Un tic agita le visage buriné de l'homme, mais aucune protestation ne suivit. Il se contenta de se poster dans un coin sombre qui échappait aux faisceaux des Sijites en lévitation, les bras croisés. Après un instant d'hésitation, Thalya haussa les épaules, plongea sa main dans la poche et en sortit une gemme aux éclats écarlates qu'elle lança à Néo.

— En guise de preuve et de bonne volonté, jeta-elle, avant de se renfoncer dans les ombres, elle aussi, à l'affut des réactions de l'émissaire.

Celui-ci l'observa sous toutes les coutures, puis le déposa avec précaution sous une loupe solidement arrimée à une baguette de bois verticale. Quelques tâtonnements précipités sous le tas de feuilles plus tard, un mince couteau à la main, le jeune homme traça une ligne d'une main assurée sur la pierre. Au lieu du grincement sourd attendu, un clapotis de notes harmonieuses se mit à flotter dans la pièce.

— La fameuse Sijite de Clepsandre. C'est un beau caillou, convint-il enfin avant d'abaisser sa lame. Pas très utile, mais joli.

— J'ai votre attention, maintenant ?

Les yeux étroits de Néo s'étrécirent un peu plus.

— Parfaitement. J'imagine que les documents nous concernant ne sont pas les seuls que vous ayez trouvés.

La figure austère de Thalya s'effondra comme calcaire sous pluie d'acide et elle s'avança de quelques pas.

— Et si je vous disait... que le Grand Conseil n'est pas immortel ? Je n'ai pas encore réussi à tout décrypter, mais des indices sur leur vraie nature sont éparpillés un peu partout, il suffit de savoir regarder, laissa-t-elle échapper, avant de se rembrunir. On a aussi découvert l'avancée technologique dont ils ont fait preuve. Je crains que de nouvelles menaces ne pèsent sur l'An'kalara...

Au même moment, la porte s'ouvrit à la volée et une voix tonitruante explosa.

— Heyo, Néo, mon petit doigt m'a dit que tu aurais besoin de moi quand j'ai entendu le mot négociation !

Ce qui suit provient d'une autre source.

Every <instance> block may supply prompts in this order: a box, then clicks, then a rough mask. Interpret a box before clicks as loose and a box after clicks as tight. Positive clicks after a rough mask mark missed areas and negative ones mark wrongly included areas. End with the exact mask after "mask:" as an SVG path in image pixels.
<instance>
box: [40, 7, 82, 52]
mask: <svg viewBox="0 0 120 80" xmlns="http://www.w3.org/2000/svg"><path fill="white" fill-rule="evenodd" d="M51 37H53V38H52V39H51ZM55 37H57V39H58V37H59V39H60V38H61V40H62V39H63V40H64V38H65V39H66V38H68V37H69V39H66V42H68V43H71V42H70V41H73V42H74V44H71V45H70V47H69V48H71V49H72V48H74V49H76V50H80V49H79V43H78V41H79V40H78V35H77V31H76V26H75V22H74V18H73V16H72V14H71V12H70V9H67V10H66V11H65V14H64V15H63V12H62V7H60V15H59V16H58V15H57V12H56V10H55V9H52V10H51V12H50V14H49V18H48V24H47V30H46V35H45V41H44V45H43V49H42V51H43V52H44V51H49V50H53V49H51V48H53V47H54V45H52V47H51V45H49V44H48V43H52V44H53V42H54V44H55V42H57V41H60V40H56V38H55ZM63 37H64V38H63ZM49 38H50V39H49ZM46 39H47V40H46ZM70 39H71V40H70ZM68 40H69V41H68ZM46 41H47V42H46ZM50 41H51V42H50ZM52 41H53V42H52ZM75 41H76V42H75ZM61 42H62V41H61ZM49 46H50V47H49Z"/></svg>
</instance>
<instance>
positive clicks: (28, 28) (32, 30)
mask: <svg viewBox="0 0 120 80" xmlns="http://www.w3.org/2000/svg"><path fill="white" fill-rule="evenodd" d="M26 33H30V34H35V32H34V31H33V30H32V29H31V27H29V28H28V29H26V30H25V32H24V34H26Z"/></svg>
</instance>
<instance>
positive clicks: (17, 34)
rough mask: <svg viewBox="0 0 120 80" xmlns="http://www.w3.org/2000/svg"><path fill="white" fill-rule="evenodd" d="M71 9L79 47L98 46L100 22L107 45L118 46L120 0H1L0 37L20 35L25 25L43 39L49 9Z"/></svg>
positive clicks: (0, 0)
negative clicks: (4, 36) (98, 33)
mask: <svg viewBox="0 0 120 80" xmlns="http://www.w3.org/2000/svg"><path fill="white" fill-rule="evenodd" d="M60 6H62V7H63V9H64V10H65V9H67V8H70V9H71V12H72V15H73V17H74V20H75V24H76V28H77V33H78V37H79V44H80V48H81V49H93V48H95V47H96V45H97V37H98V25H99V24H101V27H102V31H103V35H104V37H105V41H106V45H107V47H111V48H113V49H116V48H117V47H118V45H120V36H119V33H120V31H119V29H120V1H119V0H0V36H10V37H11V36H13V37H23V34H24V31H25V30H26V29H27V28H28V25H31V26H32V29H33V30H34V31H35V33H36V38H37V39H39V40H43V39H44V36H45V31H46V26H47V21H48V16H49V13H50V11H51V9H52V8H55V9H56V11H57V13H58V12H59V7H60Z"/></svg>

Le crâne nu du nouveau venu réfléchissait une vague bleutée autour de sa tête, l'entourant d'une sorte d'auréole qui contrastait avec les adjectifs avec lesquels Thalya avait l'habitude de l'identifier.

— Brandon ? s'étouffa-t-elle.

— Oh tiens, mademoiselle la Championne ! Quel honneur de vous retrouver ici. Même si je dois avouer que vous êtes infiniment plus séduisantes dans une des dernières créations de Lady Amaryllis qu'en pantalon en cuir. Ah, et fermez la bouche, on pourrait croire que vous avez perdu quelques articulations au niveau des...

Avant même de pouvoir terminer son palabre, il tomba en avant, poussé par une Championne qui n'attendait qu'une excuse pour enfin agir et qui s'était faufilée à ses côtés avec l'aisance d'un serpent.

— Je vous avais pourtant prévenu qu'il y avait un espion dans vos rangs, maugréa-t-elle, la lame frôlant la carotide pâle du noble. Cet homme est à la solde de l'Empire. C'est un noble.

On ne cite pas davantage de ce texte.